Gunna Sanjana, Saluja Rohit, Jawahar Cheerakkuzhi Veluthemana
Centre for Vision Information Technology, International Institute of Information Technology, Hyderabad 500032, India.
J Imaging. 2022 Mar 23;8(4):86. doi: 10.3390/jimaging8040086.

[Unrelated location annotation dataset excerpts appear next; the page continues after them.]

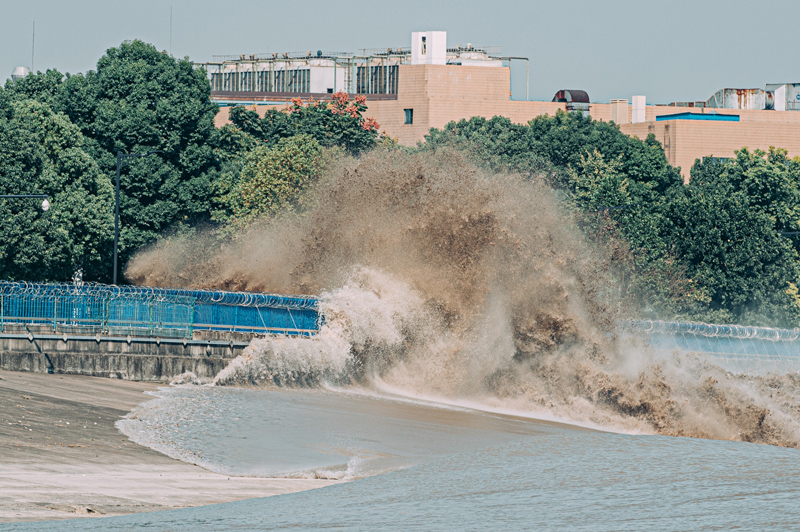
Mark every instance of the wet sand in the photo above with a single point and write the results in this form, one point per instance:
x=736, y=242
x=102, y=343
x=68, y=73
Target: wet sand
x=62, y=457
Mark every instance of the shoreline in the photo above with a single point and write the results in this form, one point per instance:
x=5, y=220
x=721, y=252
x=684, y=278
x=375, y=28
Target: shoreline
x=61, y=456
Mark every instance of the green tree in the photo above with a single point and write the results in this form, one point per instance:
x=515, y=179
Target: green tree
x=41, y=152
x=272, y=179
x=340, y=122
x=495, y=143
x=140, y=99
x=734, y=255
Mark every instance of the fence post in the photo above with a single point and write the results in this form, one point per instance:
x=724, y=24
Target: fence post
x=105, y=303
x=191, y=317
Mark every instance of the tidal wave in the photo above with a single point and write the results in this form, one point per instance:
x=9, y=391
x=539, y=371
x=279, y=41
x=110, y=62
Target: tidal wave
x=438, y=279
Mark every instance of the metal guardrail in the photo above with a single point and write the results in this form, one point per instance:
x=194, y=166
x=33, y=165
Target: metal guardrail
x=149, y=311
x=726, y=341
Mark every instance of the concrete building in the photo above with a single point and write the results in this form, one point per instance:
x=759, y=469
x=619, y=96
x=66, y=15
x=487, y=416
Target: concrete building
x=410, y=90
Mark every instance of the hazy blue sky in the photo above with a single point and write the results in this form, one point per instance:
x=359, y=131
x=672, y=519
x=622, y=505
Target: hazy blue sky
x=669, y=50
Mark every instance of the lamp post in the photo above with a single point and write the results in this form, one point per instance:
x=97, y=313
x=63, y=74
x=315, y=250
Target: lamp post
x=121, y=156
x=45, y=203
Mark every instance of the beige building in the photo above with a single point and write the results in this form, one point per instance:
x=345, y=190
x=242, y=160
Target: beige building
x=414, y=96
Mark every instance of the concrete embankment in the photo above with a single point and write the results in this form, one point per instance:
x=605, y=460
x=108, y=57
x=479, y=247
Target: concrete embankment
x=138, y=358
x=61, y=456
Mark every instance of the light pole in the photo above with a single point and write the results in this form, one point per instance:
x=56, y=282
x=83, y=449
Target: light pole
x=45, y=203
x=121, y=156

Reading Indian scene texts is complex due to the use of regional vocabulary, multiple fonts/scripts, and text size. This work investigates the significant differences in Indian and Latin Scene Text Recognition (STR) systems. Recent STR works rely on synthetic generators that involve diverse fonts to ensure robust reading solutions. We present utilizing additional non-Unicode fonts with generally employed Unicode fonts to cover font diversity in such synthesizers for Indian languages. We also perform experiments on transfer learning among six different Indian languages. Our transfer learning experiments on synthetic images with common backgrounds provide an exciting insight that Indian scripts can benefit from each other than from the extensive English datasets. Our evaluations for the real settings help us achieve significant improvements over previous methods on four Indian languages from standard datasets like IIIT-ILST, MLT-17, and the new dataset (we release) containing 440 scene images with 500 Gujarati and 2535 Tamil words. Further enriching the synthetic dataset with non-Unicode fonts and multiple augmentations helps us achieve a remarkable Word Recognition Rate gain of over 33% on the IIIT-ILST Hindi dataset. We also present the results of lexicon-based transcription approaches for all six languages.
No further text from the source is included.